De plus, malgré les dangers auxquels ils sont confrontés, leur profession n'est toujours pas classée dans la catégorie des métiers dangereux, ce qui leur permettrait de partir à la retraite à partir de 50 ans. Il s'agit là d'une ancienne revendication des pompiers que Chevènement lui-même avait remise à l'ordre du jour au moment de la catastrophe du tunnel du Mont-Blanc, au cours de laquelle un pompier âgé de 54 ans était mort, à un an de sa retraite. Chevènement avait alors promis de discuter de ce problème mais, comme d'habitude, on en était resté à l'effet d'annonce.

Une autre raison du mécontentement des pompiers concerne la loi dite " départementalisation des services de secours et d'incendie ", votée par la droite en mai 1996 et en cours d'application. Cette loi, qui tranfère la gestion de ces services de l'échelon communal à l'échelon départemental, est censée harmoniser la situation des pompiers, en particulier en ce qui concerne les rémunérations (qui variaient d'une commune à l'autre), et donner aussi plus de moyens. Mais déplacer les problèmes n'est évidemment pas une façon de les résoudre, et là où la réforme a été appliquée la situation ne s'est guère améliorée. Les disparités au niveau des primes, des conditions de logement ou du temps de travail existent toujours d'un département à l'autre, ou au sein d'un même département. De plus, ces modifications se sont bien souvent faites sans que les principaux intéressés, les pompiers, soient tenus au courant et puissent donc discuter de ce qui allait changer.

Un mouvement avait déjà démarré dans divers départements il y a plusieurs mois sur le problème du temps de travail et sur les rémunérations. Le gouvernement espérait sans doute que la protestation reste éparpillée et que les différentes collectivités territoriales se débrouillent avec le problème. Mais les pompiers ont dépassé les divisions administratives artificielles et ont été demander des comptes directement au gouvernement. Ce qu'ils réclament maintenant - la retraite à partir de 50 ans ainsi que la définition d'un temps de travail commun à tous - concerne l'ensemble des 27 000 pompiers professionnels et rassemble tout le monde.

Pour le moment, le gouvernement continue à jouer la montre et n'a proposé qu'un rendez-vous à Matignon début novembre. Mais, vu l'ampleur de la manifestation de jeudi, il aurait tort de trop supposer que la colère des pompiers ne serait qu'un feu de paille.

Le mouvement chez les pompiers de Creil

La manifestation a été très suivie, là comme ailleurs.

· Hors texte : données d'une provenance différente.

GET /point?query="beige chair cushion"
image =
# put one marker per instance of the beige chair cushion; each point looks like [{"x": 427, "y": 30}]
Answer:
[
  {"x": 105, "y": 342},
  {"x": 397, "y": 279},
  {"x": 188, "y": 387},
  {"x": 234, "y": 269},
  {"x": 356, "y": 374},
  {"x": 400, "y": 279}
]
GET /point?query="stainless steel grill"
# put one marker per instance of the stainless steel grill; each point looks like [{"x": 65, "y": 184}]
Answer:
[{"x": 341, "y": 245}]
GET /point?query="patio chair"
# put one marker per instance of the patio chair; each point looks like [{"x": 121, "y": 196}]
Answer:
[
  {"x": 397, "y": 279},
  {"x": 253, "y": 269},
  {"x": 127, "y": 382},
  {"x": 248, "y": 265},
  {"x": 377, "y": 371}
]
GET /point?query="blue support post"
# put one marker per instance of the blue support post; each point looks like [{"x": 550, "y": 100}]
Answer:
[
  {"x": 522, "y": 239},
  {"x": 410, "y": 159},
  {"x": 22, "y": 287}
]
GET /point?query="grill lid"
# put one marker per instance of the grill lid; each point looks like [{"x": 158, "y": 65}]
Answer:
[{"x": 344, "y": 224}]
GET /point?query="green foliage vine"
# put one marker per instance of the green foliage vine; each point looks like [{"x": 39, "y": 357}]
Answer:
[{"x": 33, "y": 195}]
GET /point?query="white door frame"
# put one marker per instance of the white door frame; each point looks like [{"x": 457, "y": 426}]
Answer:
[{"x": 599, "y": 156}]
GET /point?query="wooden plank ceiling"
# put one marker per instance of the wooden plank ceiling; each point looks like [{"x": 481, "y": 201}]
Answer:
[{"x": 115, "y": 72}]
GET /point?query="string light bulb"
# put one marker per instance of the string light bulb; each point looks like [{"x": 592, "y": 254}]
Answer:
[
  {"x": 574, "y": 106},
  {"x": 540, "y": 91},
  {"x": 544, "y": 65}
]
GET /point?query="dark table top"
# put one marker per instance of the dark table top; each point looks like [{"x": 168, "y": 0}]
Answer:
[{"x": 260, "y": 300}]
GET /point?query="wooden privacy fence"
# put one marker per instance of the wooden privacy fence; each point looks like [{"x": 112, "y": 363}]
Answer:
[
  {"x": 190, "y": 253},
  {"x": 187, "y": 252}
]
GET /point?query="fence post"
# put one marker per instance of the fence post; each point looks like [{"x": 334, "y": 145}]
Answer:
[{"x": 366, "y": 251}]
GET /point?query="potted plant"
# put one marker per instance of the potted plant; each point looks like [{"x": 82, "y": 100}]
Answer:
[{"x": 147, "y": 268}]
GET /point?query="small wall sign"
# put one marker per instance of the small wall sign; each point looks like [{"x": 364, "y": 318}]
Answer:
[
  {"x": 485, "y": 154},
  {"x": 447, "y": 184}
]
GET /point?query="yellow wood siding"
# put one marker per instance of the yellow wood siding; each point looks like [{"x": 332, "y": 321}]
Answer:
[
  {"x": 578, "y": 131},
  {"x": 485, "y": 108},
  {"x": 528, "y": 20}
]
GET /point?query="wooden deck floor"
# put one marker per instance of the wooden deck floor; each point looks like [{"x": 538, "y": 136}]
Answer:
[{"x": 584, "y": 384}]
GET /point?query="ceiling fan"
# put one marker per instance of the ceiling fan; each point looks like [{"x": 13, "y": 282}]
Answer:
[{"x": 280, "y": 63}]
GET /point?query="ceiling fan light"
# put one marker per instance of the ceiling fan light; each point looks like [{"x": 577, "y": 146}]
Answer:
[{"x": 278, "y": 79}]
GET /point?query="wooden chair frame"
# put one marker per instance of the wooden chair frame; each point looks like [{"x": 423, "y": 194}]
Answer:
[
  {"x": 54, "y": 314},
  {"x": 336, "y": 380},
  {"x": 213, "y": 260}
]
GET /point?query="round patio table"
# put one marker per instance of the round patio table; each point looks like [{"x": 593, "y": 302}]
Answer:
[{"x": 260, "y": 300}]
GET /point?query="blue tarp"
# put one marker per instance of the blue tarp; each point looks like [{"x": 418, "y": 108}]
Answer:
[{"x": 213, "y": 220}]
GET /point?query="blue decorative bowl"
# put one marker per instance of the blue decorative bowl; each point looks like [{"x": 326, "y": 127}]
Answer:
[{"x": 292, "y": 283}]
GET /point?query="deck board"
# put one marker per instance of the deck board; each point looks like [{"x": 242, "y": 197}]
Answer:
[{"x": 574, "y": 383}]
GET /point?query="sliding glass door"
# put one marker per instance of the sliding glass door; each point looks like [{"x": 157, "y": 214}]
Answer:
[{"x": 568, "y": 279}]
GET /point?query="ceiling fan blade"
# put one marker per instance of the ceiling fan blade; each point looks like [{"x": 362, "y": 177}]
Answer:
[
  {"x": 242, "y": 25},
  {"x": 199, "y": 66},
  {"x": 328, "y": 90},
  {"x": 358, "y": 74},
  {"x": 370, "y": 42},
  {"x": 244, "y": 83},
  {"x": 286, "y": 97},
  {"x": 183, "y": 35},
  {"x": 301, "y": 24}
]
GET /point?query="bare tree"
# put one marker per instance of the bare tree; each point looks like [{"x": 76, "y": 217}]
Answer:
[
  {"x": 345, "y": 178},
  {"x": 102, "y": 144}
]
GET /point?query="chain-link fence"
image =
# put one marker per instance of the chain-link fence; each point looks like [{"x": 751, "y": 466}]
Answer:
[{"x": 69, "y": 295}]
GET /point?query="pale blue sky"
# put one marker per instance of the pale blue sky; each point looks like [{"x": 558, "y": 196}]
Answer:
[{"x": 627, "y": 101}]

Plus de la moitié des pompiers du centre sont montés à Paris. " Il y avait de l'ambiance : tambours, pétards etc. et les gens nous applaudissaient ", racontent les responsables syndicaux. Au moment du blocage du périphérique, tous ont été frappés par l'attitude des automobilistes qui, contrairement à ce qu'ont raconté les médias, n'ont pas été hostiles. " Les gens sont descendus de leurs voitures et on a discuté ensemble. C'était très sympa. "

Sur le centre de Creil, les interventions à effectuer ont doublé en six ans, alors que l'effectif n'a quasiment pas augmenté. Du coup, les gardes, qui sont de 48h à 72h d'affilée (selon le grade), sont loin d'être de tout repos. De plus, les interventions sont devenues souvent plus difficiles, physiquement mais aussi psychologiquement. Et la fatigue est ressentie d'autant plus que l'âge moyen des pompiers est maintenant de 40 ans. " Il y a eu plein de jeunes embauchés il y a 16 ans, mais depuis c'est au compte-gouttes ", raconte un pompier qui rajoute que " le gouvernement n'a pas intérêt à jouer au malin, car on reviendra à Paris et ça risque de chauffer vraiment ".